Trained with a **3-stage pipeline** (alignment, SFT, DPO) on a **single A100-80GB GPU**. Total training time: ~16 hours.

### Stage 1: Visual Alignment (4.3h, 31,250 steps)
- **Objective**: Align DINOv2 visual features with the SmolLM2 text embedding space
- **Data**: OpenVid-1M (905K) + WebVid (19K) + 14% SmolTalk text retention
- **Loss**: Full-text cross-entropy (predict all tokens)
- **LR**: Converging schedule -- connector 1e-3 to 3e-5, backbone 1e-5 to 3e-5
- **Batch size**: 32

### Stage 2: Vision-Language SFT (9.5h, 31,250 steps)
- **Objective**: Supervised fine-tuning on vision-language tasks
- **Data**: Cauldron (2M images) + video datasets (~1.6M) + 14% SmolTalk text retention
- **Loss**: Answer-only cross-entropy (mask user/system tokens)
- **LR**: Flat 3e-5 all components with cosine decay
- **Batch size**: 32, gradient checkpointing enabled

### Stage 3: DPO Preference Optimization (1.9h, 2,593 steps)
- **Objective**: Align outputs with human preferences
- **Data**: RLAIF-V (83K preference pairs)
- **Loss**: DPO with beta=0.1
- **LR**: 5e-7 all components
- **Batch size**: 8, grad accumulation 4 (effective batch 32), gradient checkpointing enabled

## Bug Fixes in This Version

This release includes several important bug fixes over earlier checkpoints:

1. **`eos_token` / `ignore_index` collision**: The EOS token ID was colliding with the `ignore_index` value used in cross-entropy loss, causing the model to never learn to produce EOS tokens properly.
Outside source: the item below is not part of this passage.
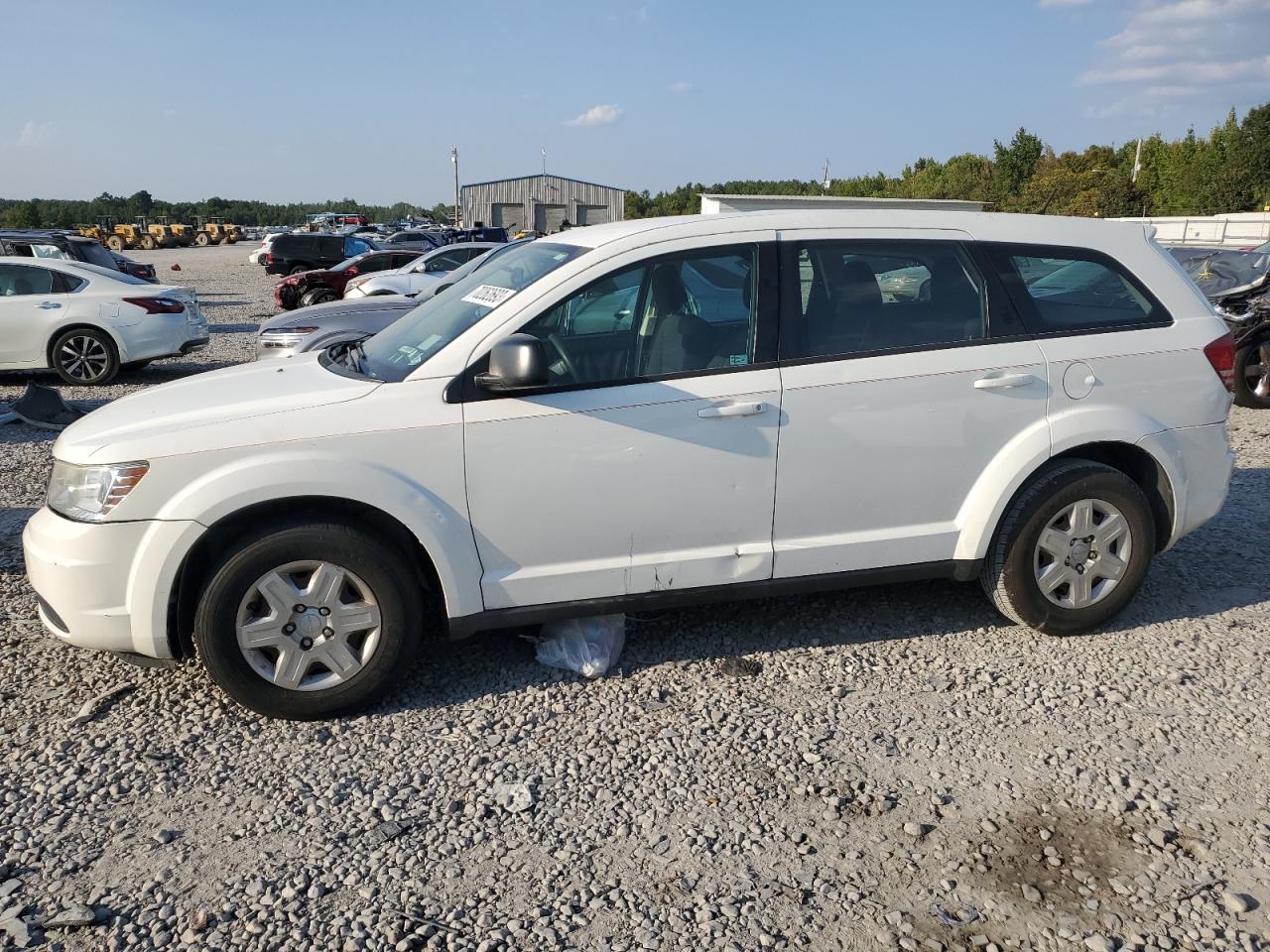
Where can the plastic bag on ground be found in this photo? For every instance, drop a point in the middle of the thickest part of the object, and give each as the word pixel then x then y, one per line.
pixel 585 645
Fixed by using a non-colliding ignore index.

2. **Stage 2 OOM skip rate fix**: During Stage 2 SFT training, out-of-memory errors on large batches were being silently skipped at a high rate, effectively reducing the training data seen. Fixed to properly handle memory management and reduce skip rate.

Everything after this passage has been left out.